Professor Naomi Oreskes, of the University of California in San Diego, claims to be a science historian. One can readily demonstrate that she is neither a credible scientist nor a credible historian; the best evidence is right there in her recent book, "Merchants of Doubt: How a Handful of Scientists Obscured the Truth on Issues from Tobacco Smoke to Global Warming," coauthored with Eric Conway. Her science is faulty; her historical procedures are thoroughly unprofessional. She is, however, an accomplished polemicist, who has found time for world lecture tours, promoting her book and her ideological views, while being paid by the citizens of California. Her book tries to smear four senior physicists -- of whom I am the only surviving one. I view it as my obligation to defend the reputations of my late colleagues and good friends against her libelous charges.

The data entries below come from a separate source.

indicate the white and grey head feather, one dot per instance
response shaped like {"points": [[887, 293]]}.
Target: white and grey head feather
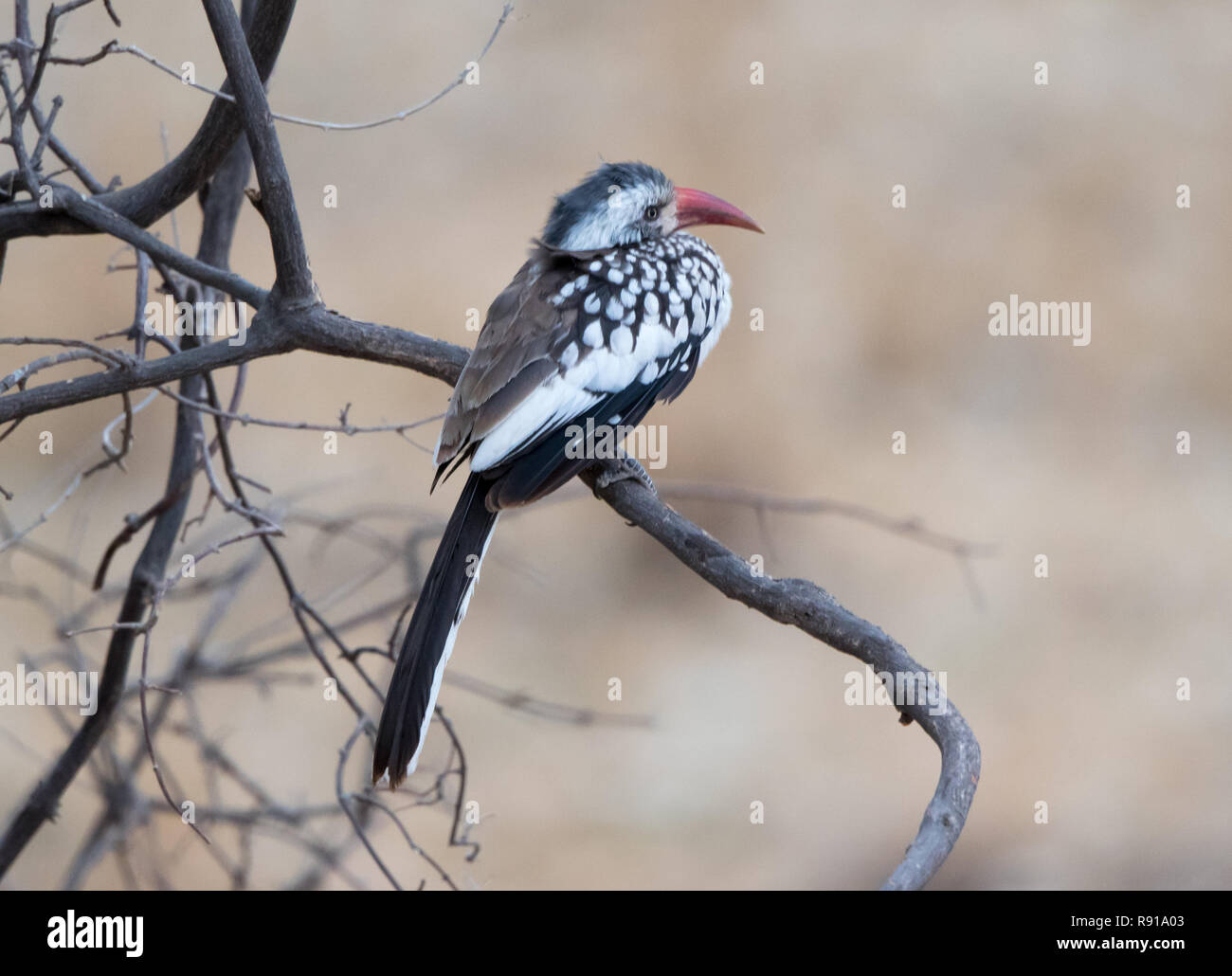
{"points": [[617, 205]]}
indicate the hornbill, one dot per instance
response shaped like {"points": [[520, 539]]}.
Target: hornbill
{"points": [[614, 310]]}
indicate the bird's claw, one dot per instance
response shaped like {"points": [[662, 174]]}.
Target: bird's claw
{"points": [[625, 468]]}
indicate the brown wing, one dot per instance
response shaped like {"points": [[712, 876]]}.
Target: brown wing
{"points": [[526, 329]]}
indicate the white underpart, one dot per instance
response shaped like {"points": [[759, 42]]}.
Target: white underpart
{"points": [[620, 362], [550, 405], [448, 650]]}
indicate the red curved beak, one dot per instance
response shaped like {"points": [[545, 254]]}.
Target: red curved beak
{"points": [[698, 208]]}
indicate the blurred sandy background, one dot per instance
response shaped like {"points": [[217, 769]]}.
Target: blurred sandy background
{"points": [[875, 322]]}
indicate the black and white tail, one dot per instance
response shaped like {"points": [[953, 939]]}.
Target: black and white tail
{"points": [[434, 626]]}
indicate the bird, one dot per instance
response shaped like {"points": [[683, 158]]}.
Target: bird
{"points": [[614, 311]]}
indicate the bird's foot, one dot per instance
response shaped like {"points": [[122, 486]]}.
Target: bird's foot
{"points": [[625, 468]]}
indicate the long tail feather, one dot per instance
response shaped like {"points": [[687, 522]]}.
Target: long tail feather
{"points": [[434, 625]]}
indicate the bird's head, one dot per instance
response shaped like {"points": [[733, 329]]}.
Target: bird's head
{"points": [[624, 204]]}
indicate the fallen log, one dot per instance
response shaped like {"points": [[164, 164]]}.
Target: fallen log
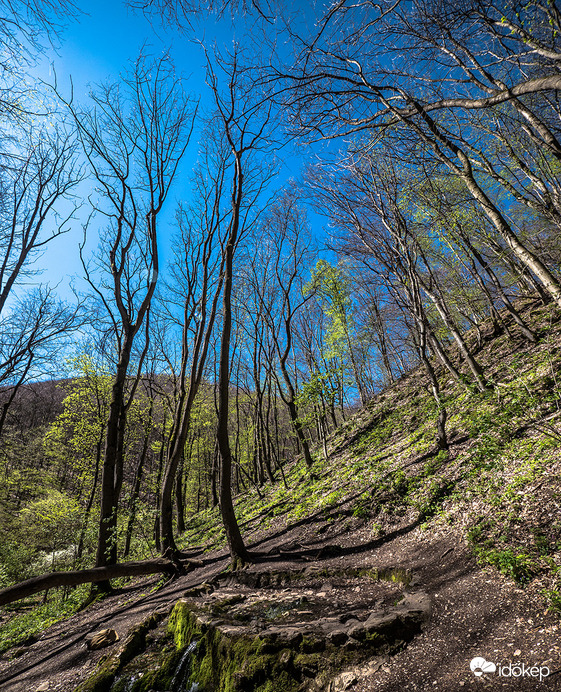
{"points": [[85, 576]]}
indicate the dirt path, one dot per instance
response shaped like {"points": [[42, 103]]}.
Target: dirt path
{"points": [[476, 613]]}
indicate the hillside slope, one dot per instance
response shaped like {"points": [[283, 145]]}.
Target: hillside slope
{"points": [[478, 528]]}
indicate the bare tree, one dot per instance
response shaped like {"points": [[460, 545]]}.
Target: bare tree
{"points": [[243, 123], [133, 138]]}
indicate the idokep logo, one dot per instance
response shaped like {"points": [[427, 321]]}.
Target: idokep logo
{"points": [[479, 666]]}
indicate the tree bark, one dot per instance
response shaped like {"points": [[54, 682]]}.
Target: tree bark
{"points": [[85, 576]]}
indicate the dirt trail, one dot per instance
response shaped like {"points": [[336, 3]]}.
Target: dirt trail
{"points": [[476, 612]]}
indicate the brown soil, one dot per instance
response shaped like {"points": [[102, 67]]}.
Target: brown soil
{"points": [[476, 612]]}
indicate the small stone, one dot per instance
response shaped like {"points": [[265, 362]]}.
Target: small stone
{"points": [[101, 639], [344, 681], [337, 637]]}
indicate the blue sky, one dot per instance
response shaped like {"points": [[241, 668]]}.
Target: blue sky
{"points": [[96, 48]]}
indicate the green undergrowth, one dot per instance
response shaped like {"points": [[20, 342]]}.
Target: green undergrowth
{"points": [[25, 620], [498, 484]]}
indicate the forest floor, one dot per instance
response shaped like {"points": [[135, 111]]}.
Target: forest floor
{"points": [[477, 527], [475, 612]]}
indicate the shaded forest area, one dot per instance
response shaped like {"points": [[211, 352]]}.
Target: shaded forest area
{"points": [[197, 381]]}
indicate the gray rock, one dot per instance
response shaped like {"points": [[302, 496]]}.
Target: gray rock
{"points": [[337, 637]]}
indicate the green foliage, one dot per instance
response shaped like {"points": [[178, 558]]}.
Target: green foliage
{"points": [[23, 627]]}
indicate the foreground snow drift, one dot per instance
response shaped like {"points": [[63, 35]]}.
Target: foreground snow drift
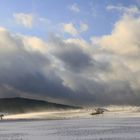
{"points": [[110, 126]]}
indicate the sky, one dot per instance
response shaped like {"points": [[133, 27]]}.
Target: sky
{"points": [[76, 52]]}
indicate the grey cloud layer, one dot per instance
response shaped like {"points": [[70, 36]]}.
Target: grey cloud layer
{"points": [[73, 71]]}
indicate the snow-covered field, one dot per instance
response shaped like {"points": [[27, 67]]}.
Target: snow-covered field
{"points": [[77, 125]]}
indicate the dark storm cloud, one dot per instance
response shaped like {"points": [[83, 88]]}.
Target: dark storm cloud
{"points": [[73, 72]]}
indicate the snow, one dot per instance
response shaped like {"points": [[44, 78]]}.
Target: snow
{"points": [[78, 125]]}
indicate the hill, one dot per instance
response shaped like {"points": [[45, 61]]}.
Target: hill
{"points": [[22, 105]]}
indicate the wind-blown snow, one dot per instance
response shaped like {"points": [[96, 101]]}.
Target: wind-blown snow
{"points": [[74, 125]]}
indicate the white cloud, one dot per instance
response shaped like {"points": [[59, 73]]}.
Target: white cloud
{"points": [[83, 27], [77, 71], [126, 10], [74, 7], [24, 19], [70, 29]]}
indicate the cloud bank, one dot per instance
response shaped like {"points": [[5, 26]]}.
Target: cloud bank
{"points": [[74, 71]]}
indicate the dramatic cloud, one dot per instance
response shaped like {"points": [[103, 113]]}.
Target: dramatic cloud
{"points": [[24, 19], [72, 30], [105, 70], [74, 7]]}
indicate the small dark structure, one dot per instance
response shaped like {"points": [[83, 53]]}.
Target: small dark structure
{"points": [[98, 111], [1, 116]]}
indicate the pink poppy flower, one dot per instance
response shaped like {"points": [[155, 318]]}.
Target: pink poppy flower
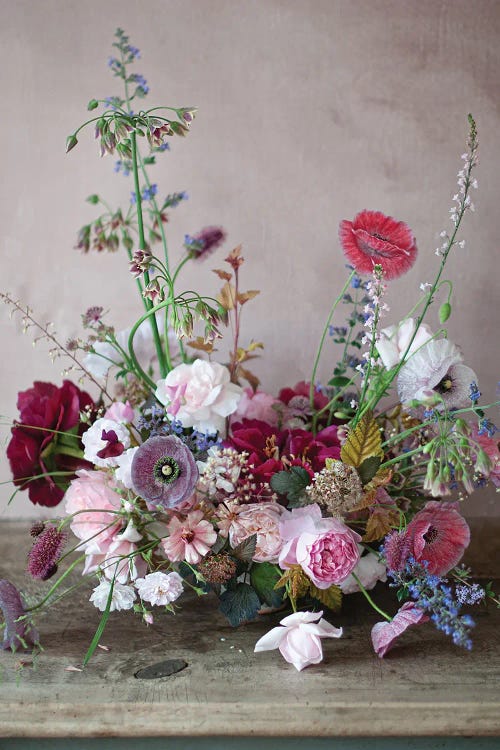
{"points": [[298, 638], [373, 238], [385, 633], [189, 539], [437, 535]]}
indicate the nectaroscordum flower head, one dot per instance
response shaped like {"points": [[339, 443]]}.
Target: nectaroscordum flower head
{"points": [[164, 472], [373, 238]]}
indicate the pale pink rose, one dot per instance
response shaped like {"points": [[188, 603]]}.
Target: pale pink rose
{"points": [[261, 519], [257, 405], [325, 548], [385, 633], [199, 395], [394, 341], [119, 412], [93, 491], [189, 539], [299, 638]]}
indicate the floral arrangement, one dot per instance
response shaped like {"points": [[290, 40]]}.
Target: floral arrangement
{"points": [[174, 477]]}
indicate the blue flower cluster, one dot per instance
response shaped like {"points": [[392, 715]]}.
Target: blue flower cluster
{"points": [[433, 595]]}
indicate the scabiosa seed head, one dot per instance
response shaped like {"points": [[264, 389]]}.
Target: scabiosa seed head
{"points": [[46, 551], [164, 472]]}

Oreskes is well-known from her 2004 article in Science that claimed a complete scientific consensus about manmade global warming; it launched her career as a polemicist. Her claim was based on examining the abstracts of some 900 published papers. Unfortunately, she missed more than 11,000 papers through an incorrect Internet search. She published a discreet "Correction"; yet she has never retracted her ideologically based claim about consensus. Al Gore still quotes her result, which has been contradicted by several, more competent studies (by Peiser, Schulte, Bray and von Storch; Lemonick in SciAm, etc).
Turning first to the her science, her book discusses acidification, as measured by the pH coefficient. She states that a pH of 6.0 denotes neutrality (page 67, MoD). Let's be charitable and chalk this off to sloppy proofreading.